Certain sectors, including automotive, aerospace, and electronics have already felt the positive lift the USMCA has provided. Here’s how:
Automotive manufacturers have secured ongoing success when nearshoring to Mexico with a significant lift in productivity after NAFTA was enforced. From 1994-2006, light vehicle production more than tripled, increasing from 1.1 million units to 3.5 million units. The steady growth and increased FDI created an established infrastructure and reliable supply chain future manufacturers could benefit from. Under NAFTA, Mexico also phased out tariffs on motor vehicles and automotive parts, as well as logistical costs throughout the North American market, making Mexico a highly desired, strategic manufacturing location.
Building upon the success of NAFTA, the USMCA Rules of Origin increase the content requirement from 60-62.5% to 70-75%. The new deal also supports higher wages by requiring earnings of $16 per hour for 40-45% of auto content. These changes have been established to preserve and incentivize reshoring of vehicles parts and production and transform supply chains to use more North American content.
Aerospace is a continuously growing sector in Mexico with an export value amounting to $9.5 billion USD in 2019. This represents over a four-fold increase in aerospace exports over the past decade. As with automotive manufacturing, NAFTA’s tariff structure helped catapult the growth of the aerospace industry in Mexico and attract global leaders, including Lockheed Martin and Boeing, both of which source parts from Mexico.
Part of the advantages under the USMCA is the modernization of trade with North America including intellectual property (IP) protection, trade facilitation, and market access for goods. Since innovation is one of the key factors in aerospace manufacturing, the extensive IP protection under the USMCA combats IP theft and enforces legal procedures for applicable penalities.
Additionally, trade facilitation through the USMCA creates more efficiency through standardized rules when nearshoring to Mexico, which reduces transaction costs and administrative delays. Furthermore, the limitation set forth on the increase of duties allows for more predictive planning when sourcing parts and components within the domestic supply chain.
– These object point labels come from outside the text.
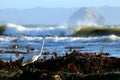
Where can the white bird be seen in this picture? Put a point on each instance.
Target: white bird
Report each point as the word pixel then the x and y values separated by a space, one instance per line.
pixel 35 54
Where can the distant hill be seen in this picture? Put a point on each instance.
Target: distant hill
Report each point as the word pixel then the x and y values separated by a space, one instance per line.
pixel 48 16
pixel 86 16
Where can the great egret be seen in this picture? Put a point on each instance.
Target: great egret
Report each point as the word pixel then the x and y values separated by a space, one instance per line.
pixel 35 54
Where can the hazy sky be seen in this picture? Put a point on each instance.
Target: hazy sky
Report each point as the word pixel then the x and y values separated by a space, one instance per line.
pixel 56 3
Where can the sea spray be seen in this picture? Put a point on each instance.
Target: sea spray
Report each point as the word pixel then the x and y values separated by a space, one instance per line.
pixel 14 29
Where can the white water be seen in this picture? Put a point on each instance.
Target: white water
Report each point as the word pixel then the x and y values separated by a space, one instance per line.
pixel 24 36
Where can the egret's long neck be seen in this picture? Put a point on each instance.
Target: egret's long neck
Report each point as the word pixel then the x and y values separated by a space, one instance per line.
pixel 42 46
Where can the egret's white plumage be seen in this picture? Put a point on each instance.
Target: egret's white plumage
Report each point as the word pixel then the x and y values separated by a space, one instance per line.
pixel 33 56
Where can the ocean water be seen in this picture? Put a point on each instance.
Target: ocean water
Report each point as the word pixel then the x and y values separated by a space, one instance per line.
pixel 32 35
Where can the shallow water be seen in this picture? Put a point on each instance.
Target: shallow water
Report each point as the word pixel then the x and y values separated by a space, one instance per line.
pixel 24 36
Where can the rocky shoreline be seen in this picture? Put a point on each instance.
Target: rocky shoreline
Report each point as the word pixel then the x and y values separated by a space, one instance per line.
pixel 73 66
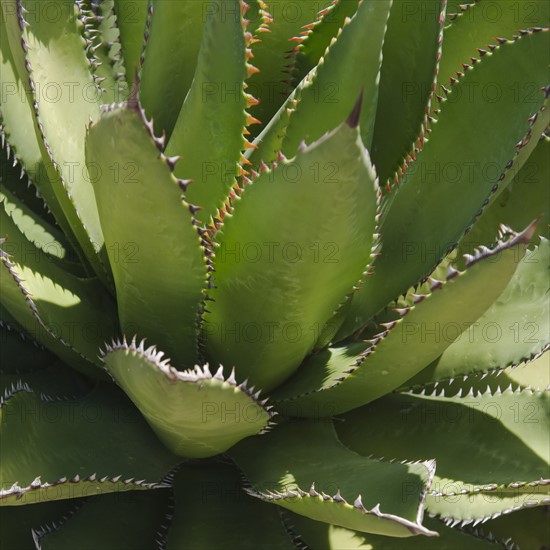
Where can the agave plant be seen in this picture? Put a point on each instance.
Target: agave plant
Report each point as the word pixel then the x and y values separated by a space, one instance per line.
pixel 274 275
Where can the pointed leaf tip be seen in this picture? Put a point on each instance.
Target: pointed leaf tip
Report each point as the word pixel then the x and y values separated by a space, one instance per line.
pixel 353 118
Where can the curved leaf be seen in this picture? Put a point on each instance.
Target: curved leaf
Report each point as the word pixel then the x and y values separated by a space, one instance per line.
pixel 282 272
pixel 195 413
pixel 55 450
pixel 300 464
pixel 159 295
pixel 341 378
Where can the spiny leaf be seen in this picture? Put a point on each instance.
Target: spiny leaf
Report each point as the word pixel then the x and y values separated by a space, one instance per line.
pixel 287 268
pixel 56 450
pixel 128 520
pixel 208 134
pixel 212 494
pixel 159 295
pixel 328 93
pixel 423 218
pixel 300 474
pixel 341 378
pixel 491 449
pixel 172 42
pixel 130 20
pixel 70 316
pixel 514 329
pixel 195 413
pixel 411 52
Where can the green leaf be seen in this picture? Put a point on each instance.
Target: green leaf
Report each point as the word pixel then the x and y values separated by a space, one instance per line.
pixel 528 528
pixel 55 450
pixel 423 218
pixel 70 316
pixel 514 329
pixel 174 33
pixel 212 511
pixel 328 93
pixel 317 38
pixel 332 537
pixel 128 521
pixel 159 295
pixel 491 450
pixel 208 134
pixel 341 378
pixel 105 50
pixel 300 464
pixel 56 61
pixel 285 267
pixel 17 118
pixel 526 198
pixel 411 51
pixel 275 43
pixel 18 522
pixel 131 18
pixel 195 413
pixel 480 25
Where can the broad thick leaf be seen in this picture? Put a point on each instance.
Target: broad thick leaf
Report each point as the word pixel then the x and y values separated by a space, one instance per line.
pixel 338 379
pixel 443 192
pixel 65 98
pixel 527 528
pixel 172 45
pixel 492 451
pixel 328 93
pixel 144 216
pixel 208 134
pixel 126 520
pixel 316 534
pixel 301 464
pixel 527 197
pixel 18 522
pixel 130 19
pixel 412 47
pixel 70 316
pixel 480 26
pixel 195 413
pixel 514 329
pixel 281 271
pixel 55 450
pixel 211 510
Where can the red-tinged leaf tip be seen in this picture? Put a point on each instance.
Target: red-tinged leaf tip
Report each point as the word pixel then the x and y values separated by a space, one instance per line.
pixel 353 119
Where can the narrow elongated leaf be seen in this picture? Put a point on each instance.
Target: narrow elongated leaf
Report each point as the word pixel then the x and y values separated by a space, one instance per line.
pixel 275 43
pixel 338 379
pixel 56 63
pixel 195 413
pixel 412 47
pixel 70 316
pixel 301 464
pixel 331 537
pixel 159 294
pixel 480 26
pixel 128 520
pixel 287 268
pixel 131 18
pixel 491 450
pixel 17 118
pixel 55 450
pixel 212 494
pixel 208 133
pixel 424 218
pixel 327 94
pixel 514 329
pixel 174 34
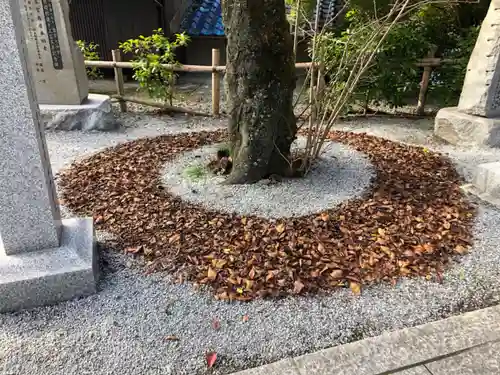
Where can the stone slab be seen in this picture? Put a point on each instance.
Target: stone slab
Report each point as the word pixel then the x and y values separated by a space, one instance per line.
pixel 487 179
pixel 95 113
pixel 284 367
pixel 486 183
pixel 420 370
pixel 29 215
pixel 403 349
pixel 45 277
pixel 58 64
pixel 484 360
pixel 463 129
pixel 481 89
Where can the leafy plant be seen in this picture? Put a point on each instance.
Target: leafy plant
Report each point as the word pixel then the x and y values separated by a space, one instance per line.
pixel 150 55
pixel 393 77
pixel 90 53
pixel 195 172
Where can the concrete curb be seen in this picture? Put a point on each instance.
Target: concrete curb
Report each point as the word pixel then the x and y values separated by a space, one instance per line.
pixel 404 350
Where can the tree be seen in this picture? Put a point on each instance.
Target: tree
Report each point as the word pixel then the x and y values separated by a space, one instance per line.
pixel 260 81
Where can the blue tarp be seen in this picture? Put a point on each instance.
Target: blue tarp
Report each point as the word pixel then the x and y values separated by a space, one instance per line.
pixel 205 20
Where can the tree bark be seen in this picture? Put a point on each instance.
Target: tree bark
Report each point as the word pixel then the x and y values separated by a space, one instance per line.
pixel 260 81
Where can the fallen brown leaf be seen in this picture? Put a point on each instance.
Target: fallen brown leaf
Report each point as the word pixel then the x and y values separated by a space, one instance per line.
pixel 297 287
pixel 211 357
pixel 172 338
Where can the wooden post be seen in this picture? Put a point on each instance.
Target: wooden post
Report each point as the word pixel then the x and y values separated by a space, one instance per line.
pixel 120 89
pixel 215 83
pixel 424 85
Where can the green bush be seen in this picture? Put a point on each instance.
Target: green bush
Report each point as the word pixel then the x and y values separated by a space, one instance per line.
pixel 149 55
pixel 394 78
pixel 90 53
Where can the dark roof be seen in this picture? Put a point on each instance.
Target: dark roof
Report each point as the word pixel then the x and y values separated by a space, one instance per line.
pixel 204 17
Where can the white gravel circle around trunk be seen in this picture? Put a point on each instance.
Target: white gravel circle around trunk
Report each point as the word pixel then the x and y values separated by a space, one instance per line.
pixel 122 329
pixel 341 174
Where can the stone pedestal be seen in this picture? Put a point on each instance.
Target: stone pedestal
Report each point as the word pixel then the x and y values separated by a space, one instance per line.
pixel 58 65
pixel 477 118
pixel 463 129
pixel 42 259
pixel 96 113
pixel 486 183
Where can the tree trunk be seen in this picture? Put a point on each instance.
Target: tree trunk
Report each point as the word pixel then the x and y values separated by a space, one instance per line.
pixel 260 80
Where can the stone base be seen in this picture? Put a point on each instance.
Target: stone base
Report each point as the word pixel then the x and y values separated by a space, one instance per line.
pixel 53 275
pixel 94 114
pixel 462 129
pixel 486 183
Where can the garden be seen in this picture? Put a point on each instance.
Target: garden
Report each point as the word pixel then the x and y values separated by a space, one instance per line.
pixel 305 216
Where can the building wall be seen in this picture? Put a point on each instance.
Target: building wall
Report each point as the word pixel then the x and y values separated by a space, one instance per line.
pixel 110 22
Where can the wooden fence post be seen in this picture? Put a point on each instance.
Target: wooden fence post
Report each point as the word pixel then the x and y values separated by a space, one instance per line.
pixel 422 95
pixel 120 86
pixel 215 83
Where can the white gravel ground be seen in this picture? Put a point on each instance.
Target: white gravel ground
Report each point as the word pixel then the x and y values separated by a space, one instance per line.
pixel 121 329
pixel 341 174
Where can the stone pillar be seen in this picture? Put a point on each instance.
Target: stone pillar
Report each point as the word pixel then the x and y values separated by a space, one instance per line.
pixel 42 259
pixel 59 70
pixel 476 120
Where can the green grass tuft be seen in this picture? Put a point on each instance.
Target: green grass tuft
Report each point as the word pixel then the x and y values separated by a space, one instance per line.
pixel 195 172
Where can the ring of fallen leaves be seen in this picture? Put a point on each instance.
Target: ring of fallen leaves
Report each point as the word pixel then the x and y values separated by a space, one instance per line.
pixel 411 223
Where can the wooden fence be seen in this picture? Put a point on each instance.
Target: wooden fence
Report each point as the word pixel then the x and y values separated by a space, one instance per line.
pixel 427 63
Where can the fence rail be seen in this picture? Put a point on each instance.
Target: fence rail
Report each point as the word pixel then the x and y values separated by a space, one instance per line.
pixel 427 63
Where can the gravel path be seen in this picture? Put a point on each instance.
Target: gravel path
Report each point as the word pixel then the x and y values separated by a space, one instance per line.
pixel 341 174
pixel 122 329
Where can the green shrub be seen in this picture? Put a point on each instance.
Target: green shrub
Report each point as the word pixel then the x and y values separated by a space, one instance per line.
pixel 90 53
pixel 149 55
pixel 195 172
pixel 394 78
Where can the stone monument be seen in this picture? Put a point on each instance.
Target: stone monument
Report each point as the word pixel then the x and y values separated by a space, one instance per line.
pixel 476 120
pixel 53 53
pixel 43 259
pixel 58 70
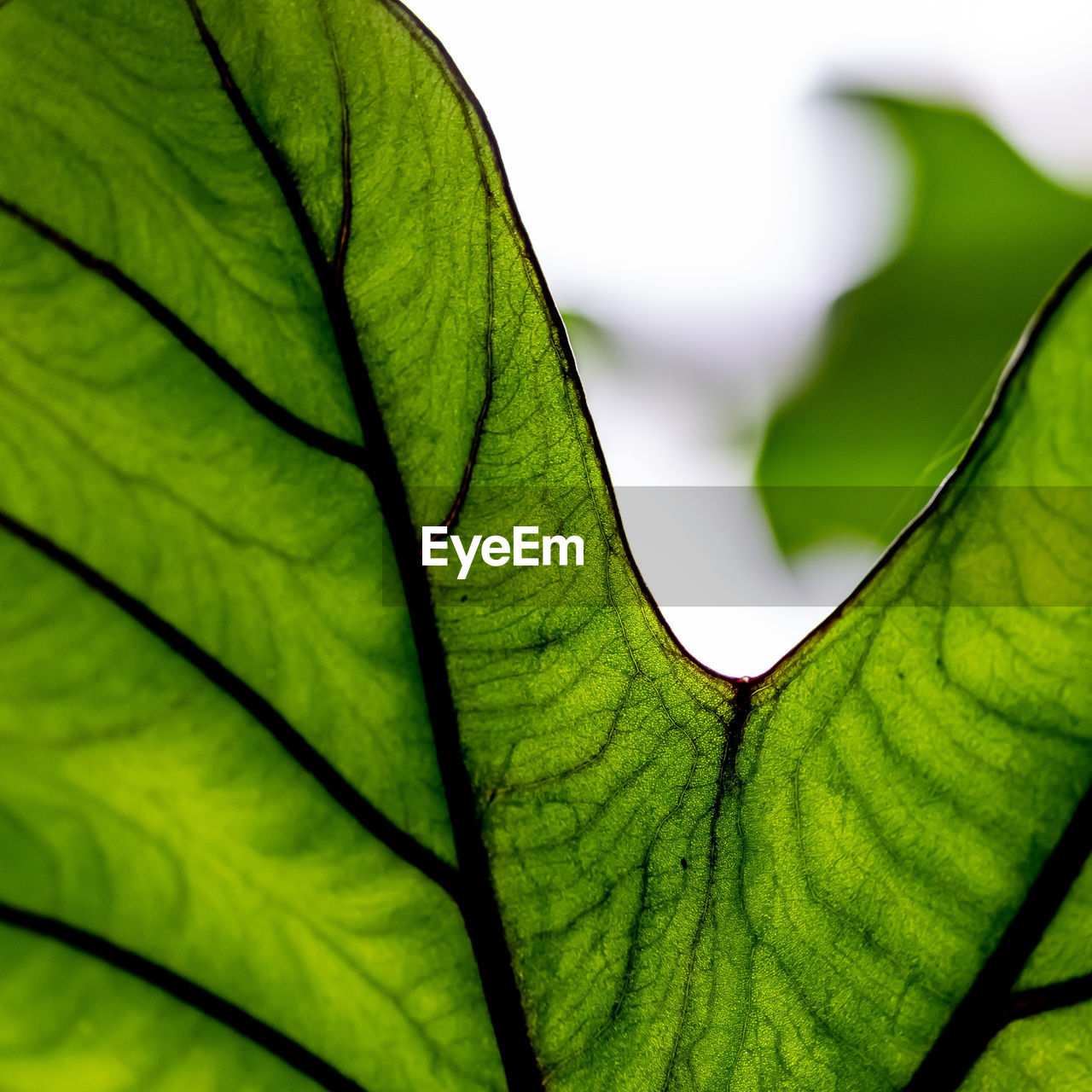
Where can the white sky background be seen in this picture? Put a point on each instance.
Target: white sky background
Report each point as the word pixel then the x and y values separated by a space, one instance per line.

Greater IP protection and established procedures on tariffs also support the development of electronics manufacturing. The USMCA establishes the highest standard for any U.S. trade agreement by protecting copyrights, industrial designs, and patents, among other legal provisions. Global companies like Samsung and LG can better protect their FDI in Mexico due to these greater protections put into place.
In addition to the significant benefits of the USMCA, foreign manufacturers from all sectors also have tax advantages under Mexico’s IMMEX maquiladora program. When approved under the IMMEX maquiladora program, U.S. and other foreign manufacturers are exempt from the 16% value-added tax on temporarily imported goods, materials, and equipment. To expedite operations and receive this exemption from day one, manufacturers choose to work with a shelter company like IVEMSA.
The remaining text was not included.